Mipsology’s Zebra + FPGA Levels the Playing Field
“AI everywhere” requires solutions that work as well in the field as they do in the data center. One proven approach is to combine FPGAs with Mipsology’s Zebra inference acceleration software platform.
FPGAs have many advantages over GPUs. They are reliable and can be used anywhere, regardless of weather conditions, dust, or motion (some are even going to Mars, which is probably quite harsh!). They also last a long time, with many seeing a life span of ten years or more.

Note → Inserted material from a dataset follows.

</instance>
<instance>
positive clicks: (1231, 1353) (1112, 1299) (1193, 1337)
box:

It is not always in the manufacturer’s best interest to have a long-lasting component, but for critical applications that are meant to last years, an FPGA ticks off many boxes.
The most common argument against using FPGAs for AI inference is that programming the chips requires specific high-end expertise. This is where Mipsology’s Zebra comes in: it completely removes the complexity. With a single command and zero effort, an engineer can replace CPUs or GPUs with FPGAs for NN inference without having any FPGA expertise whatsoever.
Mipsology’s Zebra software automatically adapts to varying AI parameters/needs, delivering industry-high performance with low TCO whether on the data center or on the edge. It fits on any sized FPGA and can be used anywhere, and the computation engine remains the same. This means there is no cost to go from the data center to the edge, and the performance is optimized in every environment.
Zebra-enhanced FPGAs use less power than GPUs, are more durable, and can adapt to the needs of any AI application or environment. They also boost computational throughput for critical applications.
To leverage the full power of AI and ease the bottleneck between the realities of the lab and practical implementation, we must reduce our reliance on power-guzzling, live-fast-die-young GPUs for deployments and embrace a new paradigm. A Zebra-enhanced FPGA is an easy-to-use solution to this dilemma that enables longer AI application lifespans, higher performance, greater flexibility and reduced TCO.